Only time will tell whether the government coughs up. And this is a problem for the very person controlling the purse strings, Chancellor Rishi Sunak, who is after all a Yorkshire MP with a constituency that is not immune to flooding. Indeed the flash flooding in July 2019 was devastating to the farming community in the Yorkshire Dales.
Last night’s response from Rebecca Pow was less than satisfactory. A large proportion of her contribution was spent listing the details of the flooding last year, which was particularly unnecessary for those of us living directly in the eye of this storm (and as she comes from Somerset, it was probably unnecessary for her too). But figures were bandied around and it is possible that some good will come from this, and not just in South Yorkshire.

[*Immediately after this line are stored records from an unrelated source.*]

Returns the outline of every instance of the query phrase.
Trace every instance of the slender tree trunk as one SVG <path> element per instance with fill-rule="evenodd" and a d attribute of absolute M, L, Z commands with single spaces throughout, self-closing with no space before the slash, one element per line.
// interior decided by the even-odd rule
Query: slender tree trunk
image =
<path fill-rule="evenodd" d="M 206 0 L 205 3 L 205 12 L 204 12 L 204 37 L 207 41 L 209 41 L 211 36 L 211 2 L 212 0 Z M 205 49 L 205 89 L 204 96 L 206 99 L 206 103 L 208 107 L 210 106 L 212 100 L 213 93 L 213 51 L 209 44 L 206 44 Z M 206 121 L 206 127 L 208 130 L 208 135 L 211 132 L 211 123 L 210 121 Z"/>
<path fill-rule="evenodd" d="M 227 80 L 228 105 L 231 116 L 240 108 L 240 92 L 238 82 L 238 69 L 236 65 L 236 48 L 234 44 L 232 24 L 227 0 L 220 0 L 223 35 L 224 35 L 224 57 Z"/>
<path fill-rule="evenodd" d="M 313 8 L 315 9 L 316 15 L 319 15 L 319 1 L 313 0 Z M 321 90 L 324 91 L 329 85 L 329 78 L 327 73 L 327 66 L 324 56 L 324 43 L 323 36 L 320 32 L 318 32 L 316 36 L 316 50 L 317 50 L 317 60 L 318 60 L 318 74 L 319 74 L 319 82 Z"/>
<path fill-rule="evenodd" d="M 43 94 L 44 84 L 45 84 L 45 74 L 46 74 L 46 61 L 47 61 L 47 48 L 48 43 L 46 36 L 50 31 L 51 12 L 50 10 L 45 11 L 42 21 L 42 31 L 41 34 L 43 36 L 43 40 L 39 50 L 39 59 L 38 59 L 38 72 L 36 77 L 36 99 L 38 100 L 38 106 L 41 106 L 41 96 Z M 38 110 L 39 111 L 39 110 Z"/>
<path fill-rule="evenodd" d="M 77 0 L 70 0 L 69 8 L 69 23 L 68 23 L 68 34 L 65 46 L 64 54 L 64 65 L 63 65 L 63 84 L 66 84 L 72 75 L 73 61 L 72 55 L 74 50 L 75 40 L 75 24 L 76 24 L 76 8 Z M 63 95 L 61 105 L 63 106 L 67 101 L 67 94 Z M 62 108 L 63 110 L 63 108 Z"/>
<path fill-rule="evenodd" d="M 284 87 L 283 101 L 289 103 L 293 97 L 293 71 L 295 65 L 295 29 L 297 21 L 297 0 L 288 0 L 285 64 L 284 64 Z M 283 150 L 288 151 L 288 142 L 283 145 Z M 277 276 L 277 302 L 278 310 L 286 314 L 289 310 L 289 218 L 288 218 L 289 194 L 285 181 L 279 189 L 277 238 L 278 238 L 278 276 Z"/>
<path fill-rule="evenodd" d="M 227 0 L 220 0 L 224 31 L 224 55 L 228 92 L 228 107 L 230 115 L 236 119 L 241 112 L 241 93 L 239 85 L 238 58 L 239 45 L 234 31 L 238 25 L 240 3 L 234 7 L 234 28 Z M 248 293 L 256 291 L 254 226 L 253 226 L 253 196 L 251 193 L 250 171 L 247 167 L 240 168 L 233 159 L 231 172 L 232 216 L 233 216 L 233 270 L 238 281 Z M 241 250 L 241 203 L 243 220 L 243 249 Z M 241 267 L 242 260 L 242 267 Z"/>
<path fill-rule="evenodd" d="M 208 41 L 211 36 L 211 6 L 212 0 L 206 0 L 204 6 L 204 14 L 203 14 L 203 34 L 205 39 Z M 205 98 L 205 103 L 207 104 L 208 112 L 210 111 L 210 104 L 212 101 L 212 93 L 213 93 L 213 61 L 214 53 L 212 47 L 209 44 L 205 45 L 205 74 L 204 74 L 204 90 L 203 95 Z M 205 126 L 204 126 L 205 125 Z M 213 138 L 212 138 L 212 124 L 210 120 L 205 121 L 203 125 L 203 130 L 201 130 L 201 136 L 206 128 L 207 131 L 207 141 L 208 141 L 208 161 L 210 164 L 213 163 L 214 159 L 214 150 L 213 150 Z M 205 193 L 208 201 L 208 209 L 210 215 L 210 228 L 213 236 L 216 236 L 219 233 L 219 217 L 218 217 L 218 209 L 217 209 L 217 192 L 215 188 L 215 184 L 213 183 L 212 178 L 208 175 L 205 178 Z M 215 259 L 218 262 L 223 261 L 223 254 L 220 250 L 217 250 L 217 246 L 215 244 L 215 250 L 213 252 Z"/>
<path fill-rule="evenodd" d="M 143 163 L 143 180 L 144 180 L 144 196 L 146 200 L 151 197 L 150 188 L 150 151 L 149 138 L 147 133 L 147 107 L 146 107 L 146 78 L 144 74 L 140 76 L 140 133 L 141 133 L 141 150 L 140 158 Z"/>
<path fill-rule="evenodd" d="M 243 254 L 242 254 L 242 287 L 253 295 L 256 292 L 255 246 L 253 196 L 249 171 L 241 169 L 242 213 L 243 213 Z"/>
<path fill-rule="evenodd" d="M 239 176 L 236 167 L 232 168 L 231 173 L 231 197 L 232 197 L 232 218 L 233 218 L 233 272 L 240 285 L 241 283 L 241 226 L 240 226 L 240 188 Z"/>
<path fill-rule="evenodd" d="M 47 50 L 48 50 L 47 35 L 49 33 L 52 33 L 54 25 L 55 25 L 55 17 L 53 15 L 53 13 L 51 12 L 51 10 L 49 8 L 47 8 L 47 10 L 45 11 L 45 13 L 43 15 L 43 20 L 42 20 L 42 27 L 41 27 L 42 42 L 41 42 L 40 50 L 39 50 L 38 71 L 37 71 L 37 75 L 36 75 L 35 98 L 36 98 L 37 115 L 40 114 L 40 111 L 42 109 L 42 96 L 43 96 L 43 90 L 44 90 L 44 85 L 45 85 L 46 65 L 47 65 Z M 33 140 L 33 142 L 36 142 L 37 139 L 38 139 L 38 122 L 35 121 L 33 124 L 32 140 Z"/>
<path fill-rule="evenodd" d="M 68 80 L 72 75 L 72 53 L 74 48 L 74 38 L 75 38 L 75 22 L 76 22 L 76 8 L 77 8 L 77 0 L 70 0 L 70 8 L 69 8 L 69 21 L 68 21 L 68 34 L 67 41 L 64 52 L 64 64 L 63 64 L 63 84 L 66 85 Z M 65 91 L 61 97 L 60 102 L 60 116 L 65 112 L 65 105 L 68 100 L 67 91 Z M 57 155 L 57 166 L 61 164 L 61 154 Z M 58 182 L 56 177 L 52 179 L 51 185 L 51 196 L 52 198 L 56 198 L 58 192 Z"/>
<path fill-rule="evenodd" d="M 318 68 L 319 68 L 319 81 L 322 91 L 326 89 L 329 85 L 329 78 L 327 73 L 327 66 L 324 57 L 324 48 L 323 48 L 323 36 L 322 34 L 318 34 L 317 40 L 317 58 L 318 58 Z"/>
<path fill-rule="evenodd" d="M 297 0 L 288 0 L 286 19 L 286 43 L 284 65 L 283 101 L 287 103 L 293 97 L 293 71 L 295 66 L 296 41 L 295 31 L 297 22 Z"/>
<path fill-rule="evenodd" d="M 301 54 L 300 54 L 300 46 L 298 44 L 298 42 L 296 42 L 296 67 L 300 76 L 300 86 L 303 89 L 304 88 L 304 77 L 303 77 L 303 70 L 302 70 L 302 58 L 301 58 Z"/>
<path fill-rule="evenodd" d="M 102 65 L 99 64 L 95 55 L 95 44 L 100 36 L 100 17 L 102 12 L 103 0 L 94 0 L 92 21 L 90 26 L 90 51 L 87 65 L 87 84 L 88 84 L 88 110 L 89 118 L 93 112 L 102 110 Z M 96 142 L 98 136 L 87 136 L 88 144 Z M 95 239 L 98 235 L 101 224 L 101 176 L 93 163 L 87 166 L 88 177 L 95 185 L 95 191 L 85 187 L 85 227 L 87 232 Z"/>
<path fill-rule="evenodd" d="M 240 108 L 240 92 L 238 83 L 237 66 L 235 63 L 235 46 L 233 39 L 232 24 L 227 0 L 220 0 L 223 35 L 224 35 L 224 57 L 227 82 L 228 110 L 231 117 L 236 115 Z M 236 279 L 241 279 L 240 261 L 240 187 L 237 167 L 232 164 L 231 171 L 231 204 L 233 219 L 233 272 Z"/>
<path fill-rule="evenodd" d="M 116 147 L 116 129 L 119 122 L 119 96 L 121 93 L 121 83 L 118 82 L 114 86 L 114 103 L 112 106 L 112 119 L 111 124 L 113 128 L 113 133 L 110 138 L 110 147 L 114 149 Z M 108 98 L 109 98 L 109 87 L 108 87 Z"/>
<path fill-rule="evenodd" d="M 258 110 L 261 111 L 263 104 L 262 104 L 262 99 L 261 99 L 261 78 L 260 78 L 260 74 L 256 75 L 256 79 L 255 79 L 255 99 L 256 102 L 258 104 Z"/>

In the meantime, think of those people in communities still mopping up from last year who are facing the prospect of another lockdown in their homes with the knowledge that those homes may soon be flooded. As the South Yorkshire mayor wrote in the Yorkshire Post in June:
“The people who have been collecting shopping and medicines for those who are shielding. The volunteers who have produced PPE for the front-line. The pub landlord who has cooked hundreds of meals for vulnerable residents. It’s the same community spirit that I saw in abundance during the floods last November.”
These people are going to need resilience in spades this winter. Let’s hope that this summit in October tackles the reality for these communities now before winter sets in and it is too late.